Calculating exchange rate
10 US dollars are exchanged for 500 Indian rupees. Calculate the exchange rate for Indian currency? Answer: $1 = 500/10 = Rs.50, that is, $1 = Rs. 50
10 US dollars are exchanged for 500 Indian rupees. Calculate the exchange rate for Indian currency?
Answer: $1 = 500/10 = Rs.50, that is, $1 = Rs. 50
‘Over the precedent 30 years, and particularly as our entry into the EU, imports (and exports) as a proportion of GDP have increases considerably in the UK. What influence has this had on the value of multiplier in the UK?’
For the firm, the major goal of profit sharing plans is to:
The market price you pay for each and every particular goods you purchase regularly is probably most closely associated with the last unit of each and every good’s: (1) Marginal utility. (2) Total utility. (3) Producer surplus. (4) Consumer surplus. (5) Economic
Economic systems differ according to which two main characteristics?
I help with part 2 and the 4 part question.

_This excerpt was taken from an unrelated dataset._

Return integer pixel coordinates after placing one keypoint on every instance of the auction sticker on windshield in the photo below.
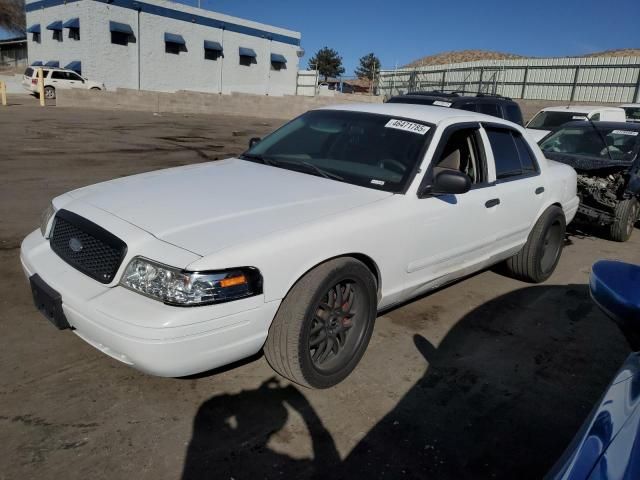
(625, 132)
(407, 126)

Why are receipts from taxes classified as revenue receipts? Answer: Receipts from taxes are classified as revenue receipts since they do not build liabilities nor r
Include graphs and should be 15 pages long
Depreciation of a currency signifies fall in value of domestic currency in terms of foreign currency. Illustration: When value of rupee in terms of US dollars falls, state from Rs. 45 to Rs. 50 per dollar, it will be a condition of depreciation of Ind
Harsher punishments for drug dealers than for addicts can’t be blamed for higher: (1) rates of police corruption because main dealers can present big bribes. (2) rates of street crime by addicts. (3) profits reaped by successful pushers who are uncaught. (4) rat
Why can be value of MPC be not more than one? Answer: The value of MPC will not be more than one since increment in consumption (ΔC) can’t be more than
18,76,764
1944771 Asked
3,689
Active Tutors
1445938
Questions Answered
Start Excelling in your courses, Ask an Expert and get answers for your homework and assignments!!